The recent suspension of the de minimis exemption marks a significant change in U.S. import policy, affecting a wide range of businesses and consumers. In 1938, officials made things better by issuing an exemption that made imports valued at $800 or less duty-free. The goal of this modernization was to reduce burdens on customs administrations while reducing the costs of collecting low-value import duties. The policy triggered a rapidly growing e-commerce industry. It provided the ability for companies to ship small parcels without the burden of large duties or customs inspections.
Then came the criticism of both then-President Donald Trump and then-President Joe Biden, which spelled the end for this decades-old policy. Surprisingly enough, both presidents–Trump and Biden–made the same case that criminals exploited the de minimis exemption to bring in illegal nefarious goods. They argued that this practice was hurting U.S. companies. Earlier this year, Trump signed an executive order that sought to streamline the process by which the rule could be repealed. Extending sunsetting originally set to expire in 2027. In turn, businesses are presented with more complex challenges that have potentially far-reaching financial consequences.
As of July 2021, U.S. Customs reported that the de minimis exemption made up more than 90% of all cargo coming into the United States. This astounding figure underscores its crucial importance in keeping U.S. international trade and commerce moving. Now that the exclusion is paused, companies need to consider the tariffs on a country by country basis. This significant change would only increase costs for consumers.
Katherine Theobalds is founder and creative director of Zou Xou. She raised alarm over how this proposed change would harm her business. She referred to the blanket nationwide suspension of the de minimis exemption as “political theatre.” Theobalds stated, “I’ve reached the point of acceptance, but when I first heard the news about two and half, three weeks ago, I felt like it might be the end for my business.” She added, “It still might – that remains to be seen,” reflecting the uncertainty many small businesses face in light of this new policy.
Andrew Smith, managing director of Zou Xou, joined Theobalds in highlighting the sudden disruptions the shipping process has faced. “There is a lot of uncertainty at the moment,” he said. He emphasized the need for transparency in shipping costs: “We’re aiming for full transparency so people know what it will cost with certainty and then they can decide whether they want to make the purchase or not.” Smith further pointed out that companies in China are “months ahead” in getting the requisite paperwork taken care of. Companies in other countries are just now rushing to respond.
This has left Zou Xou, as keen to restart orders to the U.S., its principal export market, within a fortnight. The company doesn’t know how many customers would be scared off by increased expenses due to tariffs. Theobalds explained that most consumers are buying from her for the artisanal, homemade quality of her products, not driving away business to large mass-retailers. Our customers don’t want that, they want the artisanal quality, and that’s why they come to us. They would have otherwise had to travel to a big box retailer,” she said.

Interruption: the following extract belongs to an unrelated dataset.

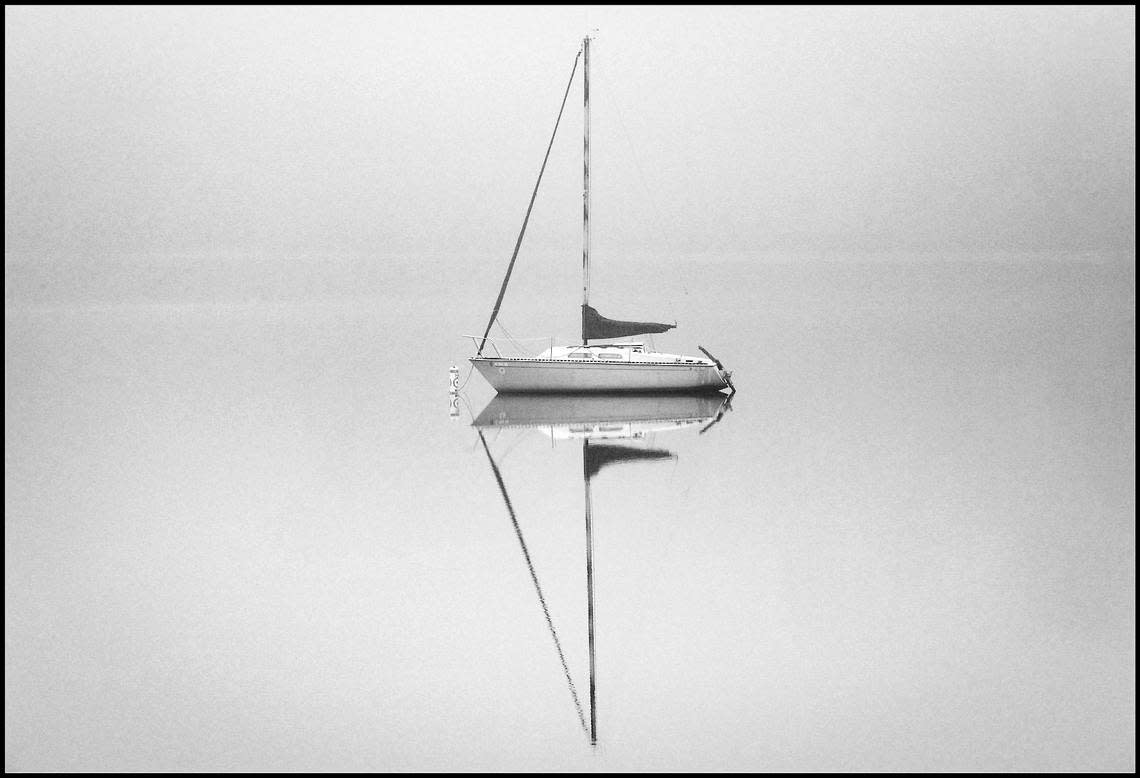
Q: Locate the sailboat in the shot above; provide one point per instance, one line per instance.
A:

The effects of the DOT policy change go well beyond small businesses, as Zou Xou’s owners can attest. Tapestry, the parent company of Coach, recently announced a $160 million impact to its profits due to the shifting tariff policies. One-third of that loss is due directly to the elimination of the de minimis rule. Even bigger firms like Tapestry have their struggles as they adapt to these new fiscal conditions.
As trade expert Deborah Elms has cautioned, small and medium sized firms will be hit hard. They could be particularly burdened by the costly audits that are required to clear U.S. customs. She remarked, “If it’s too expensive, they’ll probably go to Walmart or Target to buy it there,” highlighting the potential shift in consumer purchasing behavior due to increased costs.
The bottom line is that consumers are already being hurt by the cascading impacts of these changes. Christopher Lundell, a 53-year-old psychologist and organic farmer, discovered this summer that the de minimis exemption had been dropped. This epiphany happened when he attempted to purchase a rare $5 record from a private seller in the UK. This unfortunate experience is emblematic of how consumers can today be surprised by onerous fees and additional complexities when buying products from overseas.
Letters and personal gifts under $100 in value will remain duty-free. Most consumers and businesses are concerned that this threshold will not mitigate the broader impact created by the suspension of the de minimis exemption. Small businesses are grappling with a changed new-normal that’s uncertain, complicated and increasingly expensive. What impact these changes will have on the future of e-commerce and international trade over the next several years remains to be seen.